The underlying causes [of African Americans’ consistent appearance at the bottom of every socio-political and economic metric] are the deep, deep, deep realms of racial injustice both in our criminal justice system and in our economic system. And the Democratic Party should be on the side of reparations for slavery for this very reason.
I do not believe that the average American is a racist; but the average American is woefully under-educated about the history of race in the United States.
–- Marianne Williamson, First Democratic Party Debate
Despite the fact that reparations had been in the news for almost two weeks running, Marianne Williamson, was the only Democratic Party candidate to address the issue of slavery reparations at the first debate. Her thoughtful and heartfelt answer was virtually ignored because Senator Kamala Harris (D-CA) hijacked the question and redirected it to her personal experience with busing as an elementary schoolgirl.
But Williamson has been on the reparations road for many years. Before she decided to run for the White House, she was (and remains) an author and an in-demand speaker and advocate of self-help, spirituality, and “soul force.” Paying modern-day black people for the horrendous sins perpetrated against us by white people and their descendants over the course of the last 400 years comes natural to Williamson.
Of course, present-day white people owe present-day black people, she argues. It’s really very simple: All white people still benefit, whether they want to or not, whether they know it or not, from the sins of their ancestors who may or may not have even owned slaves.
Likewise, says Williamson, all black people, rich, poor, male, female, old, young, still suffer under the system of white supremacy established by those bygone slavers specifically for the benefit of today’s (and beyond) white people.
But let’s hear from Williamson herself. Speaking at a church in New York last year before announcing her candidacy, she brought shouts and tears and hugs and cries with her powerful words.
Over the last few weeks, we have revisited the whole notion of reparations — from the halls of Congress to the kitchen table. Thus, by now, we all should be familiar with the arguments both for and against reparations. By now it should be clear that reparations are not about “white guilt” but justice, restorative justice. Here’s a little “thought experiment”:
Two guys have been playing poker for an entire weekend. But one player has been cheating the whole time. Finally, the cheater’s conscience bothers him to the point that he says, “Look, I know and I’m pretty sure you know that I’ve been cheating you. Please forgive me, okay? Let’s start the game over from scratch, and let bygones be bygones?

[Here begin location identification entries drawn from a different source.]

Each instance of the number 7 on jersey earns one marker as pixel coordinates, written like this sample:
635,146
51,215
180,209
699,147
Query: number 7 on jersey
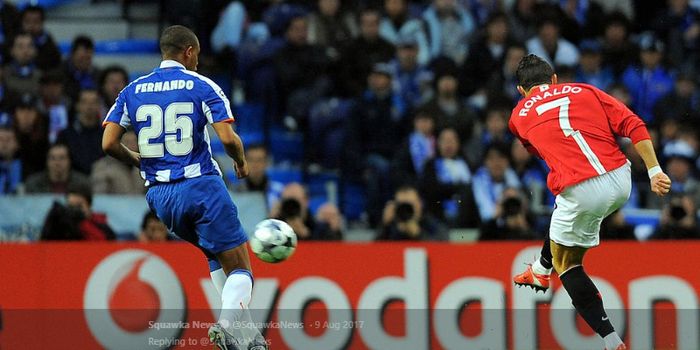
565,125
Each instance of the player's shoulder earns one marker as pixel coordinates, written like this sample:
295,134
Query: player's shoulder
202,81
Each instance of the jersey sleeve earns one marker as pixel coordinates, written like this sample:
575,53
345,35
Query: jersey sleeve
621,119
118,114
215,104
528,146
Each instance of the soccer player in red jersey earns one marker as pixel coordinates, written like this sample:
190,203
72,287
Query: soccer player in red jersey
573,127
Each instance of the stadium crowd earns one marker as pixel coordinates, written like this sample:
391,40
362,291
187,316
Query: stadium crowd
410,100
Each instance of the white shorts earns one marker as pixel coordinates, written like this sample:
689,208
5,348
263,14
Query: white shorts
582,207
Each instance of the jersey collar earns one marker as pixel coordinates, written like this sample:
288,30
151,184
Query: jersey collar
171,64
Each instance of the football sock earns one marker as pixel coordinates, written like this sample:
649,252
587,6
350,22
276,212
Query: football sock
612,341
218,278
546,254
235,317
587,300
539,269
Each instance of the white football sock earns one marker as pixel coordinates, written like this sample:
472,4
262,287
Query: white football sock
218,278
539,269
235,317
612,341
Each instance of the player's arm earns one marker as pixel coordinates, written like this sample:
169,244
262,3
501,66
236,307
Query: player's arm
219,115
111,144
233,146
528,146
625,123
115,124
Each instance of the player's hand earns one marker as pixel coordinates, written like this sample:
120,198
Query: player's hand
660,184
241,169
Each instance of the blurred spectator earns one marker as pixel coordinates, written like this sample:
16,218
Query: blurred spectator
410,77
369,147
301,71
449,109
258,162
112,80
293,208
363,53
486,55
682,104
397,23
152,229
94,225
58,175
590,69
504,81
111,176
512,219
495,132
330,26
329,223
403,219
650,81
419,147
20,75
615,227
678,219
450,27
10,166
53,102
10,23
522,19
31,131
446,184
679,26
618,51
84,136
78,68
680,160
492,179
532,173
623,6
549,45
48,56
76,220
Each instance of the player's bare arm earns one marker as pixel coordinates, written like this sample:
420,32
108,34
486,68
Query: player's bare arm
111,144
233,146
660,182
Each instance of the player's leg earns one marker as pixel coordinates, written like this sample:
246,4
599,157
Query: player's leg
221,234
568,262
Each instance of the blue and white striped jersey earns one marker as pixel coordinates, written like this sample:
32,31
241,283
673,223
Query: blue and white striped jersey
169,110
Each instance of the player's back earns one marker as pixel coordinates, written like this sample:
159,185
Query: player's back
169,110
570,127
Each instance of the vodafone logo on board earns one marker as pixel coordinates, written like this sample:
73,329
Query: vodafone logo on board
128,293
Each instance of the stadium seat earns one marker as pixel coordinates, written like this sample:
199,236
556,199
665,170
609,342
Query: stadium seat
352,200
250,118
326,130
286,146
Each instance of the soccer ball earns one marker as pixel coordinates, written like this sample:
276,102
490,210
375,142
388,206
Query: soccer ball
273,241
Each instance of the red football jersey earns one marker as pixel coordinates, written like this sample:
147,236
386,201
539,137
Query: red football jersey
573,128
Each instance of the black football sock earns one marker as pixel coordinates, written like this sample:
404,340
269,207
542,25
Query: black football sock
546,253
586,299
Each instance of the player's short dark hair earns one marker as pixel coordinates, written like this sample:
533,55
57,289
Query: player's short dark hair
255,146
532,71
82,41
176,39
82,190
34,8
150,215
113,69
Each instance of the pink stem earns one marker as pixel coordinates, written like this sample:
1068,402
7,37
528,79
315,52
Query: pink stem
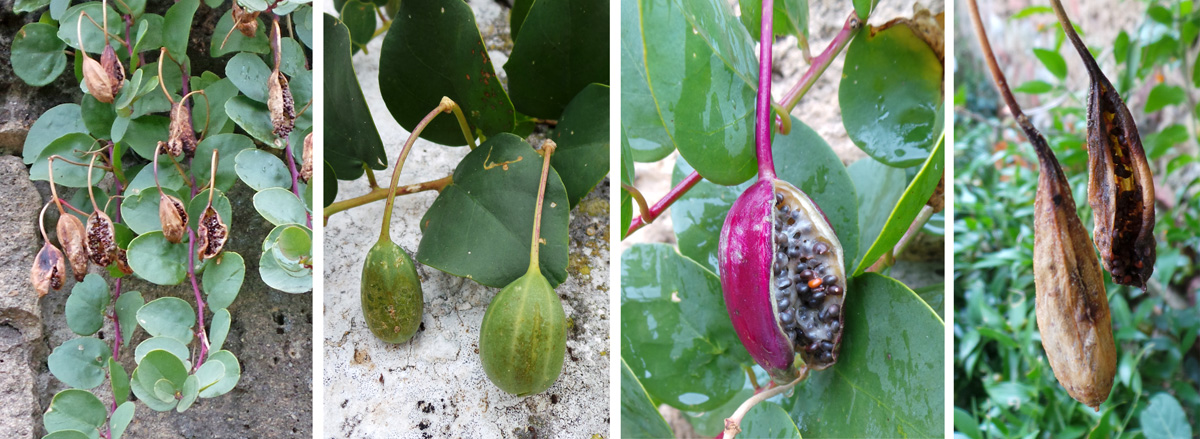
663,204
762,104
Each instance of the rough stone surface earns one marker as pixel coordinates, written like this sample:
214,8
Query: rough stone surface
21,322
435,385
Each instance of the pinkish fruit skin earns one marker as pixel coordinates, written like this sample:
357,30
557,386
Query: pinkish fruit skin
745,263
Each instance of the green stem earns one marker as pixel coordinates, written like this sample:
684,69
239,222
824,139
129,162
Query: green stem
443,107
547,149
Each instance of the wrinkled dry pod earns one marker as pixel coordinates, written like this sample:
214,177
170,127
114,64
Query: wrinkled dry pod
72,238
391,294
783,276
1072,304
101,239
173,217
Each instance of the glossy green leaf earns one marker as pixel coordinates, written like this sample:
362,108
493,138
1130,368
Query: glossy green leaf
582,138
252,116
348,120
93,36
237,42
435,49
157,260
480,226
768,420
802,158
81,362
705,100
222,280
641,120
55,122
906,209
1164,419
565,48
280,206
87,305
121,419
262,170
891,95
37,55
639,416
888,380
168,317
231,378
161,343
178,25
76,409
676,335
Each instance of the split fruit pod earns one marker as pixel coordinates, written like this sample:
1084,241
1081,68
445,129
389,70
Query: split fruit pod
391,295
784,280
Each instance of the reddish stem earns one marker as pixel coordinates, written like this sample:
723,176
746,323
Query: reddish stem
663,204
762,104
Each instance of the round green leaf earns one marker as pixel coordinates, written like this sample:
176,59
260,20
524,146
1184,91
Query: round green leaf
582,138
249,72
1164,419
161,343
802,158
53,124
222,280
262,170
676,334
87,305
157,260
348,120
168,317
81,362
227,382
889,373
639,416
76,409
228,148
768,420
480,226
565,48
280,206
37,55
435,49
891,95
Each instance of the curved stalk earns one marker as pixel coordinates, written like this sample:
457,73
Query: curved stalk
443,107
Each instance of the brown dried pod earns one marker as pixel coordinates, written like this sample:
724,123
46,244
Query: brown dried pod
72,238
279,101
245,22
306,166
1121,187
49,269
173,217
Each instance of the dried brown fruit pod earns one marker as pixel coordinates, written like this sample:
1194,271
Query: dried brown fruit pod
173,217
1121,187
73,240
306,166
49,269
279,101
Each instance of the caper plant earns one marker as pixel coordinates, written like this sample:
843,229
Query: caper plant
151,151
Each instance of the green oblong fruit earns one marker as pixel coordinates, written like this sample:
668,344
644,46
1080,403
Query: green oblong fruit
523,336
393,301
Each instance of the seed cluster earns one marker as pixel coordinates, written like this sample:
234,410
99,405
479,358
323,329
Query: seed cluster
808,292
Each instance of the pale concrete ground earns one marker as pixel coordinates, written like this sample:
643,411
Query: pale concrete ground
433,385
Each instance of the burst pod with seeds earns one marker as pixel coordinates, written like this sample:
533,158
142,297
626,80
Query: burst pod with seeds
522,341
781,272
72,238
279,101
173,217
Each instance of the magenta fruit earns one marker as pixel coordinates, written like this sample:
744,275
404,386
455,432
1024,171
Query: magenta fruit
781,272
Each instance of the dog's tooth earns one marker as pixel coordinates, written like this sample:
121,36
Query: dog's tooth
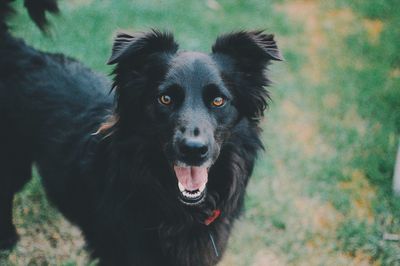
201,189
181,187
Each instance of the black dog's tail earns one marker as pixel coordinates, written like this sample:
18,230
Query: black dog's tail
36,8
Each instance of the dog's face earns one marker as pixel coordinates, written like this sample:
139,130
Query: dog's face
192,100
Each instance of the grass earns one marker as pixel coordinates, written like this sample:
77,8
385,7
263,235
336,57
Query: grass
321,194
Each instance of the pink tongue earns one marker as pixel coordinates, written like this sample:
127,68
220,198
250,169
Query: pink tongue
192,178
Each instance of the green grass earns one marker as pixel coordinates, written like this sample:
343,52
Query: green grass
321,194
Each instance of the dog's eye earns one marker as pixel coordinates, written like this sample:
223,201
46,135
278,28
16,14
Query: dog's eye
218,102
165,99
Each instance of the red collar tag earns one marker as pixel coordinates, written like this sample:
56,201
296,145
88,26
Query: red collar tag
213,217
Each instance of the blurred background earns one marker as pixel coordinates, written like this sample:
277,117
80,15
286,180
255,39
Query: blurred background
322,192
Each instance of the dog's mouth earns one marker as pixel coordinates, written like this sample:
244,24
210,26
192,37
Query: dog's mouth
192,184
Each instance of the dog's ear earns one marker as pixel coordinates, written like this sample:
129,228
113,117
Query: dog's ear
243,57
141,44
248,49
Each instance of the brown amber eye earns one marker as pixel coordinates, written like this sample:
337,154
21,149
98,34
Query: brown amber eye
165,99
218,102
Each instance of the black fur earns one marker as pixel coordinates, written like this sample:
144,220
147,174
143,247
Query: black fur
117,184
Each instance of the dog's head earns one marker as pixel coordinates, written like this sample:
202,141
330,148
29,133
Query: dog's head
188,102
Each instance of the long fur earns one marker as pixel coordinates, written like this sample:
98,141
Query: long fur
97,154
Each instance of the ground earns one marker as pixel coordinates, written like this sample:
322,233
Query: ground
320,194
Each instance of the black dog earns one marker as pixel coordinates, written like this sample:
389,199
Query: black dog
156,176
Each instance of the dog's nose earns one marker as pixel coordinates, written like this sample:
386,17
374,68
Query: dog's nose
193,149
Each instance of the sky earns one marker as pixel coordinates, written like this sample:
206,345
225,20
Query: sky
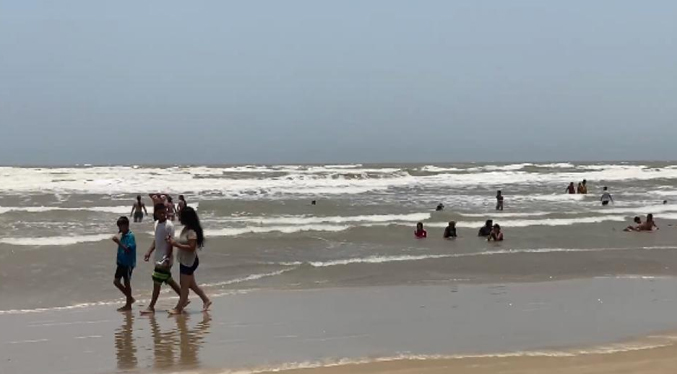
309,81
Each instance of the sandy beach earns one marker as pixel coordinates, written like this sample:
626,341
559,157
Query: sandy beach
573,325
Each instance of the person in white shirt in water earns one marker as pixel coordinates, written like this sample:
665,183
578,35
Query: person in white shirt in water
164,230
606,197
190,241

The second player smiles, hesitates a moment, and then answers, “Sure. We can start over….but what are you gonna do with all those chips?”
Finally, as Williamson indicates, the only way white supremacy will end is when enough so-called “good” white people will not just call out their racist friends, families and co-workers; but when those folks actually ostracize and chastise, shame, isolate and exile the racists from among them. Indeed, let them go off by themselves somewhere and live out their racist/sexist/homophobic/xenophobic fantasies against each other.
The rest of us may then get on with living our best lives as members in good standing of the human race.